The reason positive reinforcement works so well is in the definition of the word reinforcement itself. In behavioral terms, reinforcement is something which makes it more likely the behavior will happen in the future. So this past week I found myself pointing out to clients that the treat they deliver has no effect on what the dog just did- the behavior is over! But it does have an effect on the next time you ask the dog for that behavior. If you call your dog, without any bribery, and then are able to reach into your pocket and pull out a piece of cheese to give him, that may make it more likely he will come when you call in the future. He did not even know you had cheese in your pocket, but you did! You want to be full of happy surprises like this. Every single time your dog does something you like, you want to be able to surprise her with something she likes. This is called building a reinforcement history.
When you have a strong reinforcement history, meaning you have a reputation with your dog of “paying well” for behaviors, your dog will begin to respond to cues more rapidly and with much greater reliability. We refer to reinforcement history as “putting money in the bank”. You want to have plenty in the account so that when you need to make a withdrawal, the reinforcement account is flush. When your dog responds to your cue, for instance when he comes when you call, you are making a withdrawal from that “trust account”. The level of difficulty of the behavior will determine how much is withdrawn.

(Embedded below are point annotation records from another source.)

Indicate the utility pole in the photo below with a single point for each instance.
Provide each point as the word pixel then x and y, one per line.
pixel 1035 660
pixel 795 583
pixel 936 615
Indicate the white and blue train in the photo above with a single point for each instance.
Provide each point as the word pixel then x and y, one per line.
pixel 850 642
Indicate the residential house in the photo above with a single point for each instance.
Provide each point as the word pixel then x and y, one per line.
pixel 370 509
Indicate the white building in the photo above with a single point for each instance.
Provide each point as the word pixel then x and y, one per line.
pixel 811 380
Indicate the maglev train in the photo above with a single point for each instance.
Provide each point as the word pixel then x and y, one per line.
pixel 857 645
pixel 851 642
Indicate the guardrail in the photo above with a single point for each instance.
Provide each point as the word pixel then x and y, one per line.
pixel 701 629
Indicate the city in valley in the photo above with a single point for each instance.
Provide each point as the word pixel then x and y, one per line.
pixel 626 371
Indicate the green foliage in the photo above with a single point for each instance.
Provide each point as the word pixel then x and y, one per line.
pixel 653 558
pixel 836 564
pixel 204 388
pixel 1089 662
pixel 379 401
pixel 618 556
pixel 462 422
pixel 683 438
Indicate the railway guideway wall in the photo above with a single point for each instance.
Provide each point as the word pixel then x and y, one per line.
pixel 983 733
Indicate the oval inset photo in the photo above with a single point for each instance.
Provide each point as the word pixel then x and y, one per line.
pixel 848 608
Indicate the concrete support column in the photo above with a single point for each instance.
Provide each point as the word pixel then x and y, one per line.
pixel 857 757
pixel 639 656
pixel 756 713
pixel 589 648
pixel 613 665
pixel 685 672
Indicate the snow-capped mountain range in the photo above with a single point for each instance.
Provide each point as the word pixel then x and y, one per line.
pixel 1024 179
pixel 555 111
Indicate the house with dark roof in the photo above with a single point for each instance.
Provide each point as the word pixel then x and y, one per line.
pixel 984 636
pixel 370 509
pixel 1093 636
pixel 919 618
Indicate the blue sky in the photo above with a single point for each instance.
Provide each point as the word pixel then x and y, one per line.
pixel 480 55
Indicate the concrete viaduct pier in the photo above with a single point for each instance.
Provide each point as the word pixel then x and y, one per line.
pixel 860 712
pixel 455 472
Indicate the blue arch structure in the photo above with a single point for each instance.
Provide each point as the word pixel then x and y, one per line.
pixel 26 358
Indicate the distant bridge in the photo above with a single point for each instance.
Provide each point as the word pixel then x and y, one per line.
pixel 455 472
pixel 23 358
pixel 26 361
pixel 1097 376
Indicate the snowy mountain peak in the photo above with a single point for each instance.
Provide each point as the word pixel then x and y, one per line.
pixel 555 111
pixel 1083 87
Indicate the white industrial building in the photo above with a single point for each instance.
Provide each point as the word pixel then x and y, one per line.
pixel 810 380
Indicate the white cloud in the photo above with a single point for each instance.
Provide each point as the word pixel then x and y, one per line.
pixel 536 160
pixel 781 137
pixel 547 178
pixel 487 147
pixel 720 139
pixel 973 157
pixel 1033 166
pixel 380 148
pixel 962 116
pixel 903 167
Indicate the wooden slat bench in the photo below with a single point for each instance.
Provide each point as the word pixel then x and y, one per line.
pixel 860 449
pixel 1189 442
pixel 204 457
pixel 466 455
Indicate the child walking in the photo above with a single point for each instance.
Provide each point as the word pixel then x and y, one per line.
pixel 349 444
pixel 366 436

In the house, getting ready to go for walk and you call your dog, well that might even be free because the dog wants to go out with you! The opportunity to go outside is payment enough. In your yard with no distractions and you call your dog, that might cost you a little bit. Dogs love to sniff and smell things so while it may look to you as if it’s an easy thing, really he had to give something up- the pleasant occupation of sniffing around- to come to you. So you just made a small withdrawal from your account. But you can replenish that easily by giving him a treat when he returns. The balance has been restored. There is enough in the account so that next time you call, he will respond.
The challenge, of course, is when the UPS man pulls in the driveway. Or at least that’s the biggest challenge at my house. That UPS truck is the source of so many distractions: movement, intruder on the property, friendly guy in the truck, who gives dog biscuits, and oh the smells on his tires, his clothes, the packages. I don’t know about you but my dogs act as if the property is under attack when he pulls in and then switch to “here’s Santa Claus!” mode when he stops. They are in that truck checking everything out.
For me to be able to recall them in that situation, I have to have an account that is full to bursting. The only way to get it that full is to put lots and lots of little deposits in over time. When we are outside, whether it’s to go to the barn, or to get the mail, or to go for a walk, I make sure I have low and high value treats with me. For my dogs, examples are kibble, cheese and hot dogs. I cut them up in tiny bits (smelly hot dogs go in a tiny plastic container with a lid), I hide them away in a pocket before we leave so the dogs never know what’s there. And then we practice. I call them when nothing is distracting them and pay with kibble. I call when there is a mild distraction (sniffing in the woods) and pay with string cheese. I call when a car is coming and I pay with hot dogs. My dogs don’t know what I have, but they know that it will be good. Each time I give a treat, I am putting money in that bank. Every day I put more and more in- if I’m cheap and only put in kibble each time, that might keep the account level…but will it put enough in so that when the UPS man comes, I have what I need?
I never know when the UPS man is coming, so I can’t slap a steak in my pocket for that particular occurrence. I can, however, pay it forward.
Keep treats on hand and on you all the time. You want to pay for the easy stuff, so that the account can cover the cost.